CUTCH

Cutch extract has a huge tannin content, making it almost universally useful to the natural dyer. It can be used both as a mordant and a dye.

Cutch is an extract from the acacia tree, and it has almost as many applications as it has names: cutch, catechu, kath, seesiat, kasu, cacho, terra japonica….

The acacia tree has the Latin name Senegalia catechu, but was formerly known as Acacia catechu.  The tree’s native range stretches through the southern Himalayas through India, Burma, Thailand and into China. But it’s also cultivated, primarily in India.

Senegalia catechu, from Köhler’s Medizinal-Pflanzen 1897. The leaf and pod shape are dead giveaways that this plant belongs to the legume family (Fabaceae).

In order to extract the dyestuff from acacia trees, the wood is boiled in several shifts of water. In the end, the water is evaporated, leaving the reddish brown extract, which is finally ground to a powder.

The extract contains several different compounds, and that’s why it’s useful in several different ways. 55-60% of the extract is different types of tannins like gallocatechin (the kind of tannin found in pomegranates and green tea). The rest are dye molecules from the family of compounds called flavonols. One example of a flavonol is the dye quercetin, which is yellow.

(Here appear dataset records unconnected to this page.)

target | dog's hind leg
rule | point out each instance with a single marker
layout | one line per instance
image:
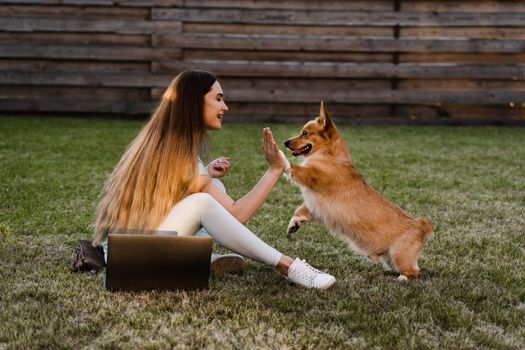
(300, 216)
(404, 255)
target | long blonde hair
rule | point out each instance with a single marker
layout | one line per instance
(159, 165)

The tannin content means that cutch can be used for anything in dyeing where tannin is normally used. So it is useful as a mordant for plant fibers, but also as a dye when combined with iron, to give grey to black on plant fibers.

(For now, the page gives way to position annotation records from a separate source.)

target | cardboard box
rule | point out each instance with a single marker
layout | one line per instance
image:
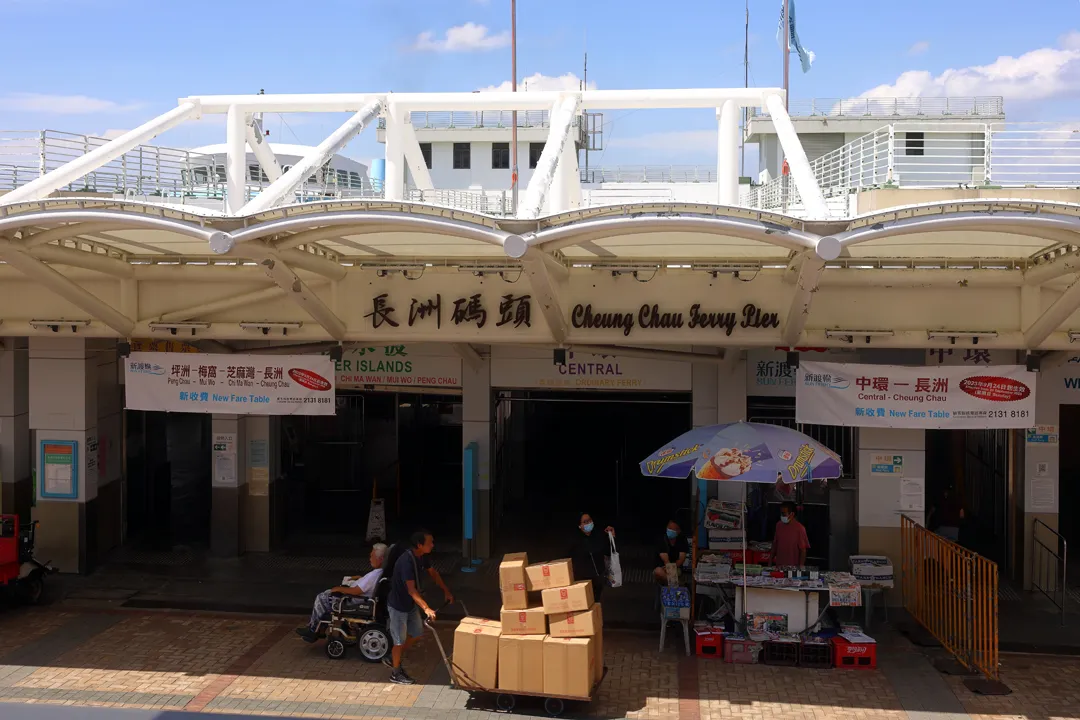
(511, 573)
(515, 598)
(521, 663)
(530, 621)
(476, 654)
(577, 624)
(568, 666)
(576, 598)
(597, 656)
(542, 575)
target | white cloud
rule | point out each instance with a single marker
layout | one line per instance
(919, 48)
(62, 105)
(1037, 75)
(679, 140)
(539, 82)
(462, 39)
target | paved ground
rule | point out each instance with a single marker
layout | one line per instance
(55, 662)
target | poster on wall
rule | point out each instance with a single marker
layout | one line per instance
(946, 397)
(237, 384)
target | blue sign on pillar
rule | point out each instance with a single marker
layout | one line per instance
(469, 471)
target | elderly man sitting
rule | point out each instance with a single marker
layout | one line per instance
(359, 586)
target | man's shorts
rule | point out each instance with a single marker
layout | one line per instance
(404, 625)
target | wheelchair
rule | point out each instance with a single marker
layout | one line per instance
(358, 622)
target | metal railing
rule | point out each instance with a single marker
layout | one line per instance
(923, 154)
(891, 107)
(1049, 565)
(953, 593)
(650, 174)
(469, 120)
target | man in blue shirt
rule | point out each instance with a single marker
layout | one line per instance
(406, 601)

The flavonol content means that cutch is also useful as a dye on alum mordanted wool.

CUTCH AS A LINEN MORDANT

My standard method for mordanting linen is 5% pure tannin, then alum – I use 10%, but my trusty Danish book on dyeing (Esther Nielsen, Farv med planter på silke, hør og bomuld) says that you can go much higher. In order to test the cutch extract, I’ve tested it as a replacement for pure tannin.

I treated two 150 g (5.3 ounce) skeins of my pure linen yarn, Midsommer: one with 5% pure tannin, so 7-8 g (0.28 ounce). The other one with cutch extract, the weight said 9 g (0.32 ounce). In both cases, I dissolved the powder in boiling water, put it in a bucket, and filled with hot tap water. The linen skeins were allowed to cool off in the solutions over night.

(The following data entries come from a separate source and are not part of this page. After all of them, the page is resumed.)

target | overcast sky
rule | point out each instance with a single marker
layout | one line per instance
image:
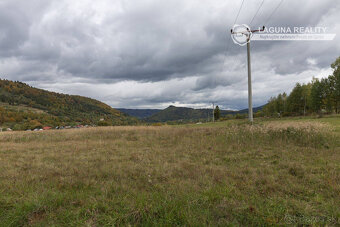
(156, 53)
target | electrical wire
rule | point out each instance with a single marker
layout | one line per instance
(273, 12)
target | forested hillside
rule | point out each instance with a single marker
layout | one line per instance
(318, 96)
(139, 113)
(20, 102)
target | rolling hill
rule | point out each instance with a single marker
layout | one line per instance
(173, 113)
(26, 107)
(139, 113)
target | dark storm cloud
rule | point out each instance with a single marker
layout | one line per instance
(55, 44)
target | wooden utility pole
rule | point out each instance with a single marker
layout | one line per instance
(250, 93)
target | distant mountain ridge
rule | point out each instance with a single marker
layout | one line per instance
(139, 113)
(173, 113)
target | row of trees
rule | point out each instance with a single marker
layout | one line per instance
(318, 96)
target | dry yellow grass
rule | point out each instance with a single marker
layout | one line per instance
(238, 174)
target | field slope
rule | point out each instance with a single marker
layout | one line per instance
(271, 173)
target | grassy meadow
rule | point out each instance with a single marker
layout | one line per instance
(275, 172)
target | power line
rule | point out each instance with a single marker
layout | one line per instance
(256, 12)
(273, 12)
(227, 49)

Then, I mordanted both skeins with 10% alum, and dyed them both in one dyepot of madder. I don’t know the exact strength of the dye, it had been used for something else already, but still had color in it.

The result: two beautiful skeins of red linen, with the same color intensity but very slightly different tones. The pure tannin skein (left) has a clear red, while the cutch skein (right) has a sligtly browner red color.

Linen mordanted with pure tannin (left) or cutch (right) followed by a 10% alum mordant and madder dyeing.

Both colors look good to me, so the conclusion is yes: cutch is very well suited as a linen mordant.

CUTCH AS A WOOL DYE

Cutch is also useful as a dye. Above, I used the extract in a cold bath, and that is fine when tannin is what you’re after.

As a dye, cutch should be used in a hot dyebath (so just the usual way of using natural dyes, really). Here, I’ve used it on wool that was pre-mordanted with 10% alum.

The dyebath was made of 10 g (0.35 ounce) of cutch extract, and I used it on 100 g (3.53 ounce) skeins of my pure wool, Fenris. I dyed 3 skeins, one after the other, so a total of 300 g (10.58 ounces) of wool dyed with just 10 g of extract. For each skein, I heated it in the dye bath, left it on for about an hour, then let the skein cool off in the dyebath overnight. I then let the yarn hang dry without washing it first, to let the color oxidize (several sources agree that the color from cutch deepens with oxidation). Once oxidized (and dry), I washed the yarn.

The first skein (left) came out with a quite yellow beige, whereas the second (top) and third (bottom) came out much more reddish-brown.

3 skeins of pure wool, 100 g (3.53 ounces)each, dyed with just 10 g (0.35 ounce)of cutch extract.

CUTCH AS A LINEN DYE

After dyeing 300 g (10.58 ounces) of wool in my dyebath, I wondered if there was any more tannin left. I heated it with 150 g (5.3 ounces) of linen, then treated the skein with a little bit of iron. The result was a good grey, medium strength, so the bath clearly still had tannin to offer. Cutch really is a powerful extract: its dye and tannin content goes a long, long way.

After dyeing 300 g (10.58 ounces) of wool in 10 g (0.35 ounces) of cutch extract, the dye bath still had enough tannin content to give this nice grey on 150 g (5.3 ounces) of linen, with iron treatment after the dyebath.